Dès lors, inscrire aux articles 246 et 307 du projet de Code des collectivités territoriales décentralisées que le Maire de la Ville (ex-délégué du gouvernement) et le Président du Conseil régional doivent être des personnalités « autochtones » de la région, c’est discriminer entre les éligibles des conseils municipaux des communes d’arrondissement ( maire de la ville) ou de l’organe délibérant de la Région (président du Conseil Régional), ce qui est expressif d’un suffrage censitaire puisque en cette circonstance, les soi-disant allogènes desdites assemblées se voient retirer leur droit à être éligible. Par cela, le mode de choix du Maire de la Ville et du Président du Conseil régional devient discriminatoire, portant ainsi atteinte au principe constitutionnel d’égalité des droits politiques reconnu à chaque Camerounais qui emporte l’égale admissibilité aux places, offices et dignités publics ou politiques sans autre distinction que celle de la capacité, de la vertu et du talent de chacun. Ce faisant, sous couvert d’une approche erronée de l’autochtonie, on situe tout simplement l’ethnie ou la tribu au-dessus de la citoyenneté, posture bien curieuse en République mais qui a au moins un mérite : celui de montrer que certains réflexes de notre passé monopartisan font de la résistance au point de vouloir vider notre démocratie d’une partie de sa substance pour que le Camerounais ne soit pas citoyen à part entière quel que soit l’endroit où il se trouve sur le territoire national. Pourtant c’est au regard de ses vertus que le constituant a fait le choix de la démocratie comme moyen de développement de notre pays ; la contingenter à travers le code de la décentralisation par des considérations ethniques reviendrait à ouvrir la voie à un Cameroun éclaté, un Cameroun de communautés juxtaposées, à une époque où le métissage est célébré en tant que valeur parce que de nature à favoriser la construction d’une société de progrès, de paix et de coexistence pacifique. Le temps du panafricanisme où les fils de ghanéens, de Biafrais ou de togolais devenaient Camerounais jusqu’à se revendiquer « autochtone » est-il révolu ou alors veut-on seulement exorciser la peur d’un ennemi intérieur imaginaire ?
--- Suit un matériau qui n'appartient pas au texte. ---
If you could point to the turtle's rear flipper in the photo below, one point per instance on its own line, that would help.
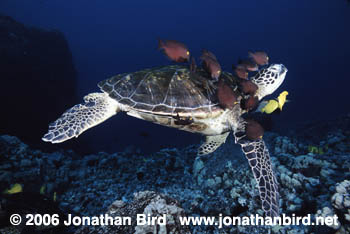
(97, 108)
(259, 160)
(212, 143)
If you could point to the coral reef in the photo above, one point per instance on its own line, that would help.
(147, 203)
(220, 183)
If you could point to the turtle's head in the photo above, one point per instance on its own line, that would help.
(269, 79)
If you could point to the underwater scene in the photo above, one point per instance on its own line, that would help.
(174, 116)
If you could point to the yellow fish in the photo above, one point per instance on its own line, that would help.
(282, 98)
(16, 188)
(270, 107)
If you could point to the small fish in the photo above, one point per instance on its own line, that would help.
(16, 188)
(227, 97)
(253, 130)
(193, 66)
(259, 57)
(209, 54)
(282, 98)
(250, 103)
(175, 50)
(240, 71)
(211, 64)
(270, 106)
(144, 134)
(248, 87)
(249, 65)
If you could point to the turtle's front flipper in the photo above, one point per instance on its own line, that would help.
(97, 108)
(212, 143)
(259, 160)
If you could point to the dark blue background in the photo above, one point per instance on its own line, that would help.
(108, 37)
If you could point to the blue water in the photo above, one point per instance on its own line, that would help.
(311, 38)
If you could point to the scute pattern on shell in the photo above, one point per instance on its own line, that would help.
(165, 90)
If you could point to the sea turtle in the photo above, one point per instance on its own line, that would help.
(177, 97)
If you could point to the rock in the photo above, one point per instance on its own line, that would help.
(37, 66)
(147, 203)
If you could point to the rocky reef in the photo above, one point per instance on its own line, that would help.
(176, 182)
(38, 79)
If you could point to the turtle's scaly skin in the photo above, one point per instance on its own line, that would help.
(176, 97)
(166, 94)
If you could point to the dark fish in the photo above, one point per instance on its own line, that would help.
(240, 71)
(249, 65)
(209, 54)
(175, 50)
(250, 103)
(259, 57)
(248, 87)
(253, 130)
(211, 64)
(227, 97)
(193, 66)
Pendant ce temps nos véritables autochtones voient leur patrimoine menacé, patrimoine de tous par ailleurs, et souffrent aussi bien dans leur chair que dans leur âme de l’absence d’adoption d’une législation reconnaissant le droit au respect de leur culture, de leur mode de vie ancestrale, leur droit à la terre et aux ressources naturelles sur les terres qu’ils occupent et qui font l’objet bien souvent d’accaparement illégaux, en complicité avec une élite corrompue, de grandes entreprises forestières, agricoles et d’extraction minière. Dès lors, il est fort pertinente de se poser la question de savoir si cette situation confuse n’est pas entretenue et dans l’affirmative à qui profite-t-elle ?
Certainement pas au peuple camerounais atteint chaque jour dans sa cohésion. En effet, on brise progressivement la solidarité générationnelle et communautaire tant nécessaire à la construction de la nation camerounaise quand on incline nos citoyens à se projeter avant tout comme autochtones et allogènes. On favorise ainsi le repli identitaire et le préjugé dans un contexte où le métissage doit être encouragé car susceptible de créer un Camerounais nouveau transcendant les tribus, vecteur d’une paix durable et susceptible sinon de faire disparaitre du moins de réduire à sa portion congrue la surenchère clientéliste.
Pr WANDJI K.
Enseignant-chercheur aux Universités de Douala et de Nantes.